6 signs someone is struggling silently and needs your support

In our busy lives, amidst the noise of social media and everyday chatter, it’s easy to miss the silent cries for help. 

I remember watching an old friend plaster smiling selfies online, only to find out later she was battling severe depression. 

It struck me — not all struggles are loud. Some are quiet, hidden behind brave faces. And knowing the subtle signs of someone silently struggling can make all the difference. 

Here are 6 signs to watch out for, so you can step in and be there for someone who really needs it.

1) They start isolating themselves

The first sign I noticed in my friend was that she suddenly started isolating herself — not just from me, but from several other mutual friends too.

It’s not like we used to hang out every day, but we did get together at least once or twice per month to chat in our favorite café and play some games together.

And suddenly, she started declining all our invitations to hang out. She didn’t even seem interested in doing activities she used to love, like playing chess or going horseback riding.

Isolation is a common sign that someone is silently struggling — when people feel overwhelmed or are grappling with internal turmoil, they may distance themselves from friends, family, or events.

It may be because they don’t know how to explain what’s going on with them, or they feel too ashamed about it and don’t want anyone else to notice.

But prolonged isolation can make problems that much worse. 

If you notice someone pulling away, it’s essential not to push them too hard or judge them. Instead, give them a gentle reminder that while they might want some space, they’re cherished and not alone in this journey.

2) Their behavior suddenly changed

Most of us have a predictable rhythm to our daily lives, certain behaviors and routines we adhere to. 

And we all have off days too, but a sudden and sustained change in behavior can be a telling sign. 

In the case of my friend, it was a little harder to notice because she started isolating herself as I mentioned above. 

But both I and a few other mutual friends noticed a difference in the way she texted us back.

She used to write long, well thought-out answers touching on everything a message from someone mentioned, without skipping or ignoring any points.

And at a certain point, her answers became truncated, as if she was pushing herself to answer but wanted to shut the conversation down as soon as possible.

Be sure not to jump to conclusions, but don’t dismiss these shifts from a person’s norm as “just a phase”. It can reflect a change in their mental wellbeing that’s manifesting externally in this way.

3) Their physical appearance changes

Silent struggles can also lead to changes in a person’s appearance — especially if it’s things they may not have so much control over.

This can include sudden weight gain or weight loss, bad skin, or dull looking hair.

It was hard to notice in my friend since I didn’t see her in person for a while, but I did notice she seemed to be using filters in her social media photos, which she hadn’t done before.

And on one occasion when I ran into her, I was startled to notice her dark under eye circles, as if she hadn’t been sleeping well.

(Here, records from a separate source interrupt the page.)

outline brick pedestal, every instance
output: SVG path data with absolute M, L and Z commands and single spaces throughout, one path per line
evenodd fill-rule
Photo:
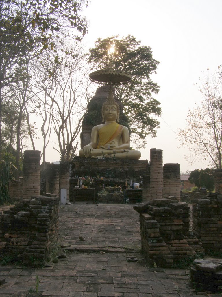
M 47 166 L 46 175 L 46 193 L 55 194 L 59 196 L 59 165 L 50 164 Z
M 12 201 L 20 201 L 22 197 L 22 182 L 19 180 L 9 181 L 9 197 Z
M 222 194 L 222 169 L 215 170 L 214 178 L 215 192 Z
M 178 163 L 164 164 L 163 170 L 163 196 L 174 196 L 180 201 L 180 166 Z
M 69 162 L 60 162 L 59 165 L 59 192 L 61 198 L 61 189 L 66 189 L 67 199 L 69 200 Z
M 150 200 L 150 176 L 144 175 L 143 176 L 143 201 L 145 202 Z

These changes can also manifest as changes in clothing, hairstyle, or makeup. If a person used to put a lot of care into something then suddenly stops, it can indicate a total lack of energy or motivation.

Or, a sudden change in style can also be the result of a sudden change in mental state, or an attempt to disassociate from their past self if something bad happened to them. 

This isn’t about being judgmental or making assumptions based on looks alone. Rather, it’s recognizing that these physical changes might be external manifestations of an internal struggle. 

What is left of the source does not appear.